WhatCulture enjoyed the new take on Spider-man-as-an-outcast:
Are people really not tired of seeing Peter get picked on over and over again? Too often is the main protagonist bullied at school because he’s nerdy and doesn’t fit in no matter how hard he tries. True, The Amazing Spider-Man’s Peter is not a nerd in his own right, but he chooses not to be. He’s still socially awkward and does get bullied, but his rise to heroism is all the same and more modern to say the least.
But Maria Bustillos at the Awl explains why Andrew Garfield’s irreverent take on Peter Parker diminishes the character:
The myth of Spider-Man is that he’s an ordinary teenager who’s suddenly crushed by two terrible burdens: one, fate has brought him these superpowers, and two, he feels culpable in the death of his Uncle Ben. The whole pleasure of the story is in seeing him learn to bear his afflictions, and all that goes with them; to transcend the pain, but never forget it. You can always feel him looking back at the mistakes of his youth, choosing to do right because of the awful price he paid for his earlier moral failures.

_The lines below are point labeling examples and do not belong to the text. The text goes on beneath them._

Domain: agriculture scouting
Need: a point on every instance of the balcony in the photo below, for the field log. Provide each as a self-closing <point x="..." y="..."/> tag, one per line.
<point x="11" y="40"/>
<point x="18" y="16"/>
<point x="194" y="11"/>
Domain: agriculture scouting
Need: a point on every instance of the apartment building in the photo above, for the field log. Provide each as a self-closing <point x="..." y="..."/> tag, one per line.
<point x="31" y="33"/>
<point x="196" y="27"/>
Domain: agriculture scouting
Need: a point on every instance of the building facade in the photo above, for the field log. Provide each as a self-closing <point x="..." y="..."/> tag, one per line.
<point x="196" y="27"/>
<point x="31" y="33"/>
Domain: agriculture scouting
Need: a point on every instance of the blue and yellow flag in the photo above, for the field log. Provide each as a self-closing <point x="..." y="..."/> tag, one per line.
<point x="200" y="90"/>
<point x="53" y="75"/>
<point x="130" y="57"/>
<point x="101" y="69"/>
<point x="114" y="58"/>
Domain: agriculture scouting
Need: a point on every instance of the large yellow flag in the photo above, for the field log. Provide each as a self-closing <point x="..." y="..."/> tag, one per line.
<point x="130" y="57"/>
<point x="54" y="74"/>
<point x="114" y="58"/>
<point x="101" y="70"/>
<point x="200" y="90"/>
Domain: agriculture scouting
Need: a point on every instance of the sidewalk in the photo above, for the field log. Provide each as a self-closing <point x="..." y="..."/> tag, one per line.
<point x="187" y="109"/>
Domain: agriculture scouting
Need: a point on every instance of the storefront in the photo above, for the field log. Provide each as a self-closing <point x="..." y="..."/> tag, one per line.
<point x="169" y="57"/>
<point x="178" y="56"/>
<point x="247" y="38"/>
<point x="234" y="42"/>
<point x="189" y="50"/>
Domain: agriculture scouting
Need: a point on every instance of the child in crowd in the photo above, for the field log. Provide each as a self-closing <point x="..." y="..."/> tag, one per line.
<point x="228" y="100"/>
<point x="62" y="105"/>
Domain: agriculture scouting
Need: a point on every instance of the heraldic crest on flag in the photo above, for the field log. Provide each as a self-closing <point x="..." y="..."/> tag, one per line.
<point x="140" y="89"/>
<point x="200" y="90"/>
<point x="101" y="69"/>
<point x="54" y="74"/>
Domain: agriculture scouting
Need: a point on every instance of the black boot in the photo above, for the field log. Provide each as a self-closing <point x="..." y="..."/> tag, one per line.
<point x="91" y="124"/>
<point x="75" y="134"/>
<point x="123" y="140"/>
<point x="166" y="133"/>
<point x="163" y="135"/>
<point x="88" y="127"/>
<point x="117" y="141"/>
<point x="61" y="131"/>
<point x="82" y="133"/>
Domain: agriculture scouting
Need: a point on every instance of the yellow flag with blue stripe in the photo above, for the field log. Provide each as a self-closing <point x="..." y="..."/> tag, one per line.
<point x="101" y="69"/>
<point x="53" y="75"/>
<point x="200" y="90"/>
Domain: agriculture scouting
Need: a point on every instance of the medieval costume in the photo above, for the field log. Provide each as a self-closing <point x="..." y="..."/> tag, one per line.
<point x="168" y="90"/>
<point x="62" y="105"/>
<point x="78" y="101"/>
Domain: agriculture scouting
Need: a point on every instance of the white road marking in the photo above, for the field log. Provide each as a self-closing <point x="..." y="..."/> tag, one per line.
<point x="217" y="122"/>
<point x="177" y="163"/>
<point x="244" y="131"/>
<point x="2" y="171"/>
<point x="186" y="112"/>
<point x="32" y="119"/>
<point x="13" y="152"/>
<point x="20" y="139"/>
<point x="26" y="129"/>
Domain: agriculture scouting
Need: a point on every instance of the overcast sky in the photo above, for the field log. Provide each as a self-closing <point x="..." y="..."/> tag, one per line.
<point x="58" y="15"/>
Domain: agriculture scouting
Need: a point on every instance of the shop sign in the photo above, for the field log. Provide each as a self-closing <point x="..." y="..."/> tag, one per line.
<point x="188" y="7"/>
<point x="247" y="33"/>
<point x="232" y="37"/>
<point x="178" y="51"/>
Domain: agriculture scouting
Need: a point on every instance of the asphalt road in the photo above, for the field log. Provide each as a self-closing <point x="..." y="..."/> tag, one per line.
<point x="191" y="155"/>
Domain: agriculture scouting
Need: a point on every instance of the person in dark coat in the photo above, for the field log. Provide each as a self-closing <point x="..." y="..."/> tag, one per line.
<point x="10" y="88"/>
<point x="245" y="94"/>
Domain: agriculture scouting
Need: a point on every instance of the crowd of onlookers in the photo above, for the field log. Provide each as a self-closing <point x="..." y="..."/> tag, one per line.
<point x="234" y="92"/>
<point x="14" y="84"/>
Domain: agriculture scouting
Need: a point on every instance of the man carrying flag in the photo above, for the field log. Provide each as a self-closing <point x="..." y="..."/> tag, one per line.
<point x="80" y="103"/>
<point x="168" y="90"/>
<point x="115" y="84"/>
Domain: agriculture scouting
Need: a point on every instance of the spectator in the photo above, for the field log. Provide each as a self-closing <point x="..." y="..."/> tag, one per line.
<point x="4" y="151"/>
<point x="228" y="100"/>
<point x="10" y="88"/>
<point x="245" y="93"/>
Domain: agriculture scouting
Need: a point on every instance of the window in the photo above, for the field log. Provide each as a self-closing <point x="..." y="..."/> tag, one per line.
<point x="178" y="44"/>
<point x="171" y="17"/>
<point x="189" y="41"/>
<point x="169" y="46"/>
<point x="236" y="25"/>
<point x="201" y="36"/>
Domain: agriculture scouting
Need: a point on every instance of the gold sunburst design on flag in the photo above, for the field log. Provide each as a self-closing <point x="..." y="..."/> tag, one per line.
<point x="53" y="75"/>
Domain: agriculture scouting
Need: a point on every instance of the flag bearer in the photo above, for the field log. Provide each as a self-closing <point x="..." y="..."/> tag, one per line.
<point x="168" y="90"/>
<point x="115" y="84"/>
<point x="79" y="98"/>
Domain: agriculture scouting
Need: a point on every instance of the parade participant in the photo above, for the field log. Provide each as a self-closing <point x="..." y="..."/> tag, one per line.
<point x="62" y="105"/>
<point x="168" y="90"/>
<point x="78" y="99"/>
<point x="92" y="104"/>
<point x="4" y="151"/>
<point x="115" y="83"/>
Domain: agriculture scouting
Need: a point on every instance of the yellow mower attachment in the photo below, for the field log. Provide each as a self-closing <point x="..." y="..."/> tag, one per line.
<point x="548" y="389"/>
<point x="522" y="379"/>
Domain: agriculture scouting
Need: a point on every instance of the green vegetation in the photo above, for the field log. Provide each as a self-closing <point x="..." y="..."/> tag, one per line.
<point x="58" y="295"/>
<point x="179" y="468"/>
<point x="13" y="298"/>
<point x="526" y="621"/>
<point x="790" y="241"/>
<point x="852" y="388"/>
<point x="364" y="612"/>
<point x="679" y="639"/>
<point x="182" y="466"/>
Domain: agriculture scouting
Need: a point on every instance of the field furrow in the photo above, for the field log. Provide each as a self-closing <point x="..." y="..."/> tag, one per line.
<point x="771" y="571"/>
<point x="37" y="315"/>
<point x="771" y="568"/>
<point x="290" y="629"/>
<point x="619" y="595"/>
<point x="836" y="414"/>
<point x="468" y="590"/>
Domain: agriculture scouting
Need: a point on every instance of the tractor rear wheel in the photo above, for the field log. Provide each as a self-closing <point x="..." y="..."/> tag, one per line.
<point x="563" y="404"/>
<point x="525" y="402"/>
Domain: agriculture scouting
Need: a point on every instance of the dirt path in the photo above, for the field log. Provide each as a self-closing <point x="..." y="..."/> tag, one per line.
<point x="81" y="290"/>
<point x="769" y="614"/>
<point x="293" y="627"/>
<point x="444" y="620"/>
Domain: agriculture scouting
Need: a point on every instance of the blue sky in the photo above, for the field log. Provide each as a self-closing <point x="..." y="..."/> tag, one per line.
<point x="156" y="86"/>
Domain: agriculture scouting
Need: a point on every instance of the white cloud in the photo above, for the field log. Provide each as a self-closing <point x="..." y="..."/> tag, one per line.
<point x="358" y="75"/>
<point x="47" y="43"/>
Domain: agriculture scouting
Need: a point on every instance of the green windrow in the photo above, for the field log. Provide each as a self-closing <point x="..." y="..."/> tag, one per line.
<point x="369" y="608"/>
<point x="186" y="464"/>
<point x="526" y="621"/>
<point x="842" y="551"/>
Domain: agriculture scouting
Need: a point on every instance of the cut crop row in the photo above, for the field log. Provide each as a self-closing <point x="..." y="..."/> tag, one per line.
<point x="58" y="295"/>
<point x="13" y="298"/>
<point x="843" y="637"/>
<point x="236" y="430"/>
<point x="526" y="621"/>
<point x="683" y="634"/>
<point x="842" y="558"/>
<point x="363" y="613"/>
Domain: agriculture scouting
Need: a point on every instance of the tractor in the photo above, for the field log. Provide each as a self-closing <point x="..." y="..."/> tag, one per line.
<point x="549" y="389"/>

PETER PARKER SPENDS 99% OF THE FILM BEING A BULLY. EVEN BEFORE HIS TRANSFORMATION, HE CONFRONTS FLASH. HE THEN HUMILIATES FLASH AND GETS CHEWED OUT BY UNCLE BEN FOR IT, BUT DOESN’T TAKE THAT TO HEART WHATSOEVER BECAUSE HE THEN GOES ON HIS ASSHOLE SPIDER-MAN STREAK. HE’S JUST ALWAYS FIGHTING AND GOING DOWN THE PATH OF REVENGE. THERE IS SOME IMPLICATION AT THE END THAT HE LEARNS THAT THIS IS NOT THE RIGHT PATH, BUT HULK JUST CAN’T GET AWAY FROM THAT ENDING WHERE HE SAYS HE’S NOT KEEPING HIS PROMISE… IT JUST SAYS SO MUCH ABOUT HIM NOT MOVING FORWARD AND NOT BEING MATURE. HE STARTS THE FILM PRETTY SELF-OBSESSED AND THEN HE ENDS THE FILM SELF-OBSESSED.